Привычным манером – по малиннику и через жерди – Фёдор выбрался на околицу, отряхнул штанины. На этом месте, возле столба, который занял клювастый ворон, Фёдор не раз давал себе зарок «вошкаться с Дарьей», уговаривал себя перемогать мужскую похоть, блюсти верность Ольге. Но сколько раз зарекался, столько и отрекался, и как-то непредсказуемо, словно обзабывшись, оказывался здесь, чтобы незаметно проскочить на запущенный задворок, в заваленные барахлом сени – и дальше, к лакомому Дарьиному теплу.

В теле облегчением и усладой ещё береглось испытанное удовлетворение, губы ещё позуживали от поцелуев Дарьи, да и вся она, гладкокожая, трепетная, была ещё будто бы осязаема, не отрывна от тела; но разумением Фёдор ей уже не принадлежал.

III

Раменская молодёжь в зимние холода и осеннюю непогодицу устраивала вечёрки по домам: то у одного воскресное сборище, то у другого. По весенней поре, начиная с Пасхи и новоприобретенного советского праздника Первомая, когда достаточно отеплеет и подсохнет, парни и девки плясали на улице, под окнами тех, кто зазовёт. В последнее время все облюбовали для гулянок ближнюю окраинную пустошь, по-за домом главного здешнего игрока Максима. Плясовое место постепенно обустраивалось: возле вытоптанного круга появилось несколько нехитрых скамеек, а затем, по наущению девок, парни соорудили небольшой дощатый настил, чтобы чечётка каблуков резалась звонче, пробуждала и пламенила плясовой настрой.

Не ругай меня, мамаша,
За веселую гульбу!
Пройдут годы молодые,
Посылай – так не пойду!

Ещё издали услыхал Фёдор высокий, с резким ивканьем голос Лиды, бойкой, миниатюрной плясуньи – первой Ольгиной подружки. За припевкой следовала усиленная дробь каблуков под разливистый проигрыш двухрядки. Максим наяривал лихо. Самоучением и даровитостью он одолел ряды тальянки и хромки, и ловко резвились его пальцы на клавиатуре, стройно ревели растянутые меха. Стихали переборы проигрыша, умеривалась дробь, и из круга неслась тенорная частушка озорливого Пани, ухажера Лиды, столь же охочего до топотухи.

К милке сваты приезжали
На кобыле вороной.
Пока пудрилась, румянилась —
Уехали домой!

Снова частили ноги плясавших, взрёвывала гармонь, раздавался чей-то присвист, хохот, девичий визг. Вечёрка в самом пылу!
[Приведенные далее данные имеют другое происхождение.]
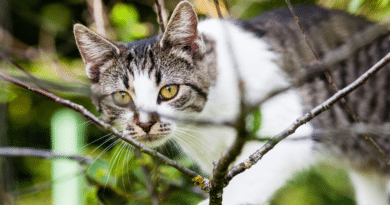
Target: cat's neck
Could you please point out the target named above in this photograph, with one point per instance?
(261, 75)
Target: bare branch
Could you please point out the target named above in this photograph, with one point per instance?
(216, 2)
(98, 16)
(97, 121)
(160, 14)
(41, 153)
(255, 157)
(36, 81)
(230, 155)
(356, 42)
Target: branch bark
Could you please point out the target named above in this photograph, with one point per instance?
(255, 157)
(41, 153)
(79, 108)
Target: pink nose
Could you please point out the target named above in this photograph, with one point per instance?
(145, 126)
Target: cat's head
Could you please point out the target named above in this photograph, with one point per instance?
(139, 86)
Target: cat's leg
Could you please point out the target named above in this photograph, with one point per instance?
(370, 188)
(257, 184)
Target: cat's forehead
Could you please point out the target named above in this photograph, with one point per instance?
(140, 46)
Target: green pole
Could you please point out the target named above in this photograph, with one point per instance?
(67, 139)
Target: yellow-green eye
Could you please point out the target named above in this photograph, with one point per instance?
(121, 98)
(169, 92)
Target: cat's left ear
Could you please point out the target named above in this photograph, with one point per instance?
(94, 49)
(182, 30)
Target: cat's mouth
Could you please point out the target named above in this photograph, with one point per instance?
(151, 140)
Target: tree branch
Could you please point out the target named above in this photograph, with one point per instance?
(160, 17)
(255, 157)
(41, 153)
(334, 87)
(97, 121)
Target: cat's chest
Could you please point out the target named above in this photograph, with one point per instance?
(240, 53)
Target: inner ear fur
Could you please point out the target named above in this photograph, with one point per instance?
(94, 49)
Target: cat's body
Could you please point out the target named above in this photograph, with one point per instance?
(189, 72)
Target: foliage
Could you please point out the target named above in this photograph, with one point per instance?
(48, 51)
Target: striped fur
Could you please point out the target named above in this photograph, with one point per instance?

Фёдор поздоровался с парнями, приветственно покивал головой девкам, обогнул плясовую площадку. Ольги ни в плясовом кругу, ни поблизости, среди гомонящих стаек девок, не видно. Раменский комсомольский секретарь Колька Дронов, который, обычно, тенью следовал за «городским-то гостем» и опекал его на всяком молодёжном сходе, вертелся сейчас на вечёрке один, без приезжего.